Patrons can choose from tamago sushi, kani sushi, California maki, futomaki and sushi furai and enjoy them in a room with Western style high tables, or low tables on the floor for those looking for a more traditional experience.
On the wall of the Japanese-Khmer fusion restaurant are paintings of the iconic Japanese images, including Mount Fuji, sakura flowers, geishas and the 1990s manga series that was popular among Cambodians, Crayon Shin-chan.
Cambodians generally consider Japanese food to be an expensive delicacy of raw food with a plain taste, but Sakana has attempted to adapt the cuisine to Khmer tastes and offers it dishes at a much lower price in a more informal atmosphere.
The restaurant’s owner, Koem Sokuntevy, came up with the idea to offer affordable Japanese-Khmer fusion dishes.
Born into a family of restaurateurs, the 48-year-old has witnessed the growing demand for foreign inspired food among Cambodians.
“Recently, say in the past few years, I’ve seen creativity start to blossom as many restaurateurs have brought inspiration from overseas and more creative dishes have started to appear,” she says.
“I discussed with my chef, who has been working in many big restaurants in Thailand, and we decided on Japanese as Cambodian people consider it a healthy diet.”
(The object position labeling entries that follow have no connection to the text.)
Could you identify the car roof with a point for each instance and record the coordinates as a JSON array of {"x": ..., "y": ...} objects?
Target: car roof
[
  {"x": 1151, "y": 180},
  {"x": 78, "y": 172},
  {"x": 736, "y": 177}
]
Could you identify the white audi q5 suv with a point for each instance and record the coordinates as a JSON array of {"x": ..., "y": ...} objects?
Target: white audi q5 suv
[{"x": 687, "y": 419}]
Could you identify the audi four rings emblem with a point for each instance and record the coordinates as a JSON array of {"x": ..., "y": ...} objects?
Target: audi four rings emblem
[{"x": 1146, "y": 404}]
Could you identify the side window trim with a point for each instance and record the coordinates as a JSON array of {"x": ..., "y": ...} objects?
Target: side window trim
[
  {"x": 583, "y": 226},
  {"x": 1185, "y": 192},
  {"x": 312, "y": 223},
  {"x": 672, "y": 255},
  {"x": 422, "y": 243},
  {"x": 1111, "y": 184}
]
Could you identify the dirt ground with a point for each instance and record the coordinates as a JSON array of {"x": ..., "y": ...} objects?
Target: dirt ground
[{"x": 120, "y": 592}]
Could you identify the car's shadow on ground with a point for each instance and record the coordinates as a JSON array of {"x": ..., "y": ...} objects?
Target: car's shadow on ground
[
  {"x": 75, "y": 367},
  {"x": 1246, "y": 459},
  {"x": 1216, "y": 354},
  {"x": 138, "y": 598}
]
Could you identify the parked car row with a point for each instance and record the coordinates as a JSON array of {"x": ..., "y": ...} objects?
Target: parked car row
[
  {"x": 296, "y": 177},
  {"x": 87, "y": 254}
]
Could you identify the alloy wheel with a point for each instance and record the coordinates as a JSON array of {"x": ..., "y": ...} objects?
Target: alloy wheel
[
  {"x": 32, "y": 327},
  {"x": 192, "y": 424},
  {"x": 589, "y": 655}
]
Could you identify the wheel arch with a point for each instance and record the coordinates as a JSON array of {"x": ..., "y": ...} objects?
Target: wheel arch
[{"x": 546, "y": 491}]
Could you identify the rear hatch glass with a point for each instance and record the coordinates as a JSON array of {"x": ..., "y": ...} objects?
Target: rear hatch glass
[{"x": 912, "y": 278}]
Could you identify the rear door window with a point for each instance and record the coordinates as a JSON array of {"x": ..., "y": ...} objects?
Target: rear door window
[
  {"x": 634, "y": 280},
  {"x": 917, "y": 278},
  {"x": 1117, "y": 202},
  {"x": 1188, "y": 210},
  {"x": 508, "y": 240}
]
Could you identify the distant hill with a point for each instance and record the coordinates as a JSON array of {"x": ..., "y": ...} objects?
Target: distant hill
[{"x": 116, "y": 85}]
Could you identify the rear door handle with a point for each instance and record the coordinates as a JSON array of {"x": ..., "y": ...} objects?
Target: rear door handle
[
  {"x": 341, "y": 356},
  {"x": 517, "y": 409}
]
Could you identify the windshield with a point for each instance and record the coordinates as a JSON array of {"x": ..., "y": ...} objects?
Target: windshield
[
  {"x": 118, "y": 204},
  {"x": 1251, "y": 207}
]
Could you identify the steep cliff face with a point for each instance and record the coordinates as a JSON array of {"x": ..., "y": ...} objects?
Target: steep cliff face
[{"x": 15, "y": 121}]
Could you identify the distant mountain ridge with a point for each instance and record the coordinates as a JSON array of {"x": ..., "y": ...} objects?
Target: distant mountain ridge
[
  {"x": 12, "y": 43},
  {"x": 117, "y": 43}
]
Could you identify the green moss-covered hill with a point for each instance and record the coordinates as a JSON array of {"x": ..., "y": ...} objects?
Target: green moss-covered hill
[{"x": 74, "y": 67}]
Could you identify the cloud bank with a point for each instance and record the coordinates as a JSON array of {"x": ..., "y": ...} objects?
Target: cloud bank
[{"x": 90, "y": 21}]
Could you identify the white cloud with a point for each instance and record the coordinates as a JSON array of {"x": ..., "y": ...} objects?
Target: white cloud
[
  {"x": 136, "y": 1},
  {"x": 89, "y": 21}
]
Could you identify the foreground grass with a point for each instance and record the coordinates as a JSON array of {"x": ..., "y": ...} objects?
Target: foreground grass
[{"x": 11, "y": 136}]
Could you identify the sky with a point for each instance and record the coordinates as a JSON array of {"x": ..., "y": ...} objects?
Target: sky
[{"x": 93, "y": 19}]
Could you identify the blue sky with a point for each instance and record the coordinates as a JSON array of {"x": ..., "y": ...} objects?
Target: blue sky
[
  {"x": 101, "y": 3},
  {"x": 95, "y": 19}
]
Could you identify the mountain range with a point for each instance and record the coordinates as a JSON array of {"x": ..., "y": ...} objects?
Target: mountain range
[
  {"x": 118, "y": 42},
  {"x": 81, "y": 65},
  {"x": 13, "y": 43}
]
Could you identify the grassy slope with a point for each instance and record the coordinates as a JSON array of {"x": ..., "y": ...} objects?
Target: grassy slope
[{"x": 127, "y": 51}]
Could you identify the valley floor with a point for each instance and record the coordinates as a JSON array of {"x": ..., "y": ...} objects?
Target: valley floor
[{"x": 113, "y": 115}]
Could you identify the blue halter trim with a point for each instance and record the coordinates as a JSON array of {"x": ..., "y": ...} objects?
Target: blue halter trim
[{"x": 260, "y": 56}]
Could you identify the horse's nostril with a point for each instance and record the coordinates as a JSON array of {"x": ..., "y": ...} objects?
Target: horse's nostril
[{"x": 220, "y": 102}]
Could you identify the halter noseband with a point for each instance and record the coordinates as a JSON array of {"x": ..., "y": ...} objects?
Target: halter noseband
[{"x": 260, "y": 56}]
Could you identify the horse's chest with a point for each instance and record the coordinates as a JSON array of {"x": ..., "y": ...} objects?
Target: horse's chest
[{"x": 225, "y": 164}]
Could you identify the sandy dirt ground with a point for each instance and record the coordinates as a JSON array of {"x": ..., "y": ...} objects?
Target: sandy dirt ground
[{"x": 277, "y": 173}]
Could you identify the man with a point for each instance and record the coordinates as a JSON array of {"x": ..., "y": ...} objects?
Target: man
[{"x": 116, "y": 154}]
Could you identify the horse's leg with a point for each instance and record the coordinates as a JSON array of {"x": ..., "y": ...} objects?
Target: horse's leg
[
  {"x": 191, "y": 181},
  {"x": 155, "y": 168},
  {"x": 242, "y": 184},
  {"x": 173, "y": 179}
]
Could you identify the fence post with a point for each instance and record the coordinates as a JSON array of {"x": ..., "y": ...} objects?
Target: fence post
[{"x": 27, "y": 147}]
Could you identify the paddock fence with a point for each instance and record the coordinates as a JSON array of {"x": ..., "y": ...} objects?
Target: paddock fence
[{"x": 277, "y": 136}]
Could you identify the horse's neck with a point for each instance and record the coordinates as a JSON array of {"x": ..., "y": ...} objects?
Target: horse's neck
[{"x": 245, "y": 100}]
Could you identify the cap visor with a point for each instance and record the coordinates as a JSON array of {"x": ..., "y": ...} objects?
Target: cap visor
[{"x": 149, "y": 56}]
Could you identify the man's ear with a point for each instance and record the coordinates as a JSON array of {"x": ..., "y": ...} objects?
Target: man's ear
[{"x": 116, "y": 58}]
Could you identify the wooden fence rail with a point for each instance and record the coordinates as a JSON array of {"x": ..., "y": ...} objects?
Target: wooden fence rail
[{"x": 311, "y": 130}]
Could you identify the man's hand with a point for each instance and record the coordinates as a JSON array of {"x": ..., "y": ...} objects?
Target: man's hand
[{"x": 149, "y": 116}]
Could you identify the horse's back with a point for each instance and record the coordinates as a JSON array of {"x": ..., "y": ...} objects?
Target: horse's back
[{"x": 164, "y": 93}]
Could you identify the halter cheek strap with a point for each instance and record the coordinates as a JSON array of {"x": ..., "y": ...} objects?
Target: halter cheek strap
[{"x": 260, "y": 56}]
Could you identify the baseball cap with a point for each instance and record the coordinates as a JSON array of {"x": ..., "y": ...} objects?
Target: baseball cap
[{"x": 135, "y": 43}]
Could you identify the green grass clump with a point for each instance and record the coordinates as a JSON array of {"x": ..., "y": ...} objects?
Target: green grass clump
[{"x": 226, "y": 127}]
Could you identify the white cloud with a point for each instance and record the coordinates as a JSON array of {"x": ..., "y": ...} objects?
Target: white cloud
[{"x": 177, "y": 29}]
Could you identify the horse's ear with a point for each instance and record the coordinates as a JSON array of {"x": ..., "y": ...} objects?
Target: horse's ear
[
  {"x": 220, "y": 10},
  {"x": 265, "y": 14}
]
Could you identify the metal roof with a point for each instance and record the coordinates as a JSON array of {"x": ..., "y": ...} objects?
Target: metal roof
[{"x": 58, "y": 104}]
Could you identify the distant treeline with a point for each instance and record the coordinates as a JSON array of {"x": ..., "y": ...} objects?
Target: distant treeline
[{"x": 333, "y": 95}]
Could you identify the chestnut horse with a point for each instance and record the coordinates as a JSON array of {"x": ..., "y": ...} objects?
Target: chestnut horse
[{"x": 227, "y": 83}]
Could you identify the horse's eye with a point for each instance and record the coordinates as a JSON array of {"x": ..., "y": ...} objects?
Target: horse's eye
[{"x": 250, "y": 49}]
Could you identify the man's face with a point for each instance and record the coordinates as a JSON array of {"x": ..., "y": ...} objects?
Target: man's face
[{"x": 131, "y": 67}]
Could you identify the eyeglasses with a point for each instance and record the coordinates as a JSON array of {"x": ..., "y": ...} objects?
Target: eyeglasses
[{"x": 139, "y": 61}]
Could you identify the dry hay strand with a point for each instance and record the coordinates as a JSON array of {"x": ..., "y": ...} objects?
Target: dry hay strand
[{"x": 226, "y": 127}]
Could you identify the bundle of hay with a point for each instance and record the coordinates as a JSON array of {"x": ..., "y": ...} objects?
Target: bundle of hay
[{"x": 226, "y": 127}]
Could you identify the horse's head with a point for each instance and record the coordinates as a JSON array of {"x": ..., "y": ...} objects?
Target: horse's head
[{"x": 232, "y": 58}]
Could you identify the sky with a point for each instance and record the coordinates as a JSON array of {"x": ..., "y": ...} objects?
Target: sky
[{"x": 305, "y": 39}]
Sakana Japanese Food and Soup Restaurant opened in May last year with the vision to offer healthy food to people of all ages and income.
“I decided to open a restaurant serving affordable Japanese food which all people can enjoy. It doesn’t matter if they are students, office workers or government officials. The food here will please all without worrying about the high price to pay,” Sokuntevy says.
Beside serving the 1,000 riel sushi rolls, Sakana Japanese Food and Soup Restaurant also has assorted sushi and sashimi ($12.90 for medium and $22 for a big set) that is enough for a group of three to four people.
On the breakfast and lunch menu, a variety of Udon, such as tempura udon, kamaboko udon, hiyashi somen and many more, are sold at between $2-2.50.
Apart from serving Japanese beer and sake wine, the restaurant serves cocktails such as blue margaritas, tequila, Singapore slings and Long Island ice teas, with a glass costing $2 and a jug costing $6.
Sokuntevy invites customers to try her popular salmon soup hotpot, with a medium set costing $9 and a large one $18 – which includes many types of meat and vegetables.
“Most important is the taste. It is catered to the Khmer preference, so local people can enjoy the fusion dishes here.
“When thinking about Japanese food, most Cambodian people would definitely first think of raw meat. Here we have wide range of both sashimi and cooked dishes,” Sokuntevy says.
Sokuntevy is already planning to expand and develop her brand.
“In the near future, I’ll expand to more restaurants. More branches are coming, I also welcome people who are on the same page as me to buy my franchise.”
Sakana Japanese Food and Soup is open from 7am to 2am every day. It is located at number 470, Preah Monivong Boulevard, Tonle Bassac district, Phnom Penh.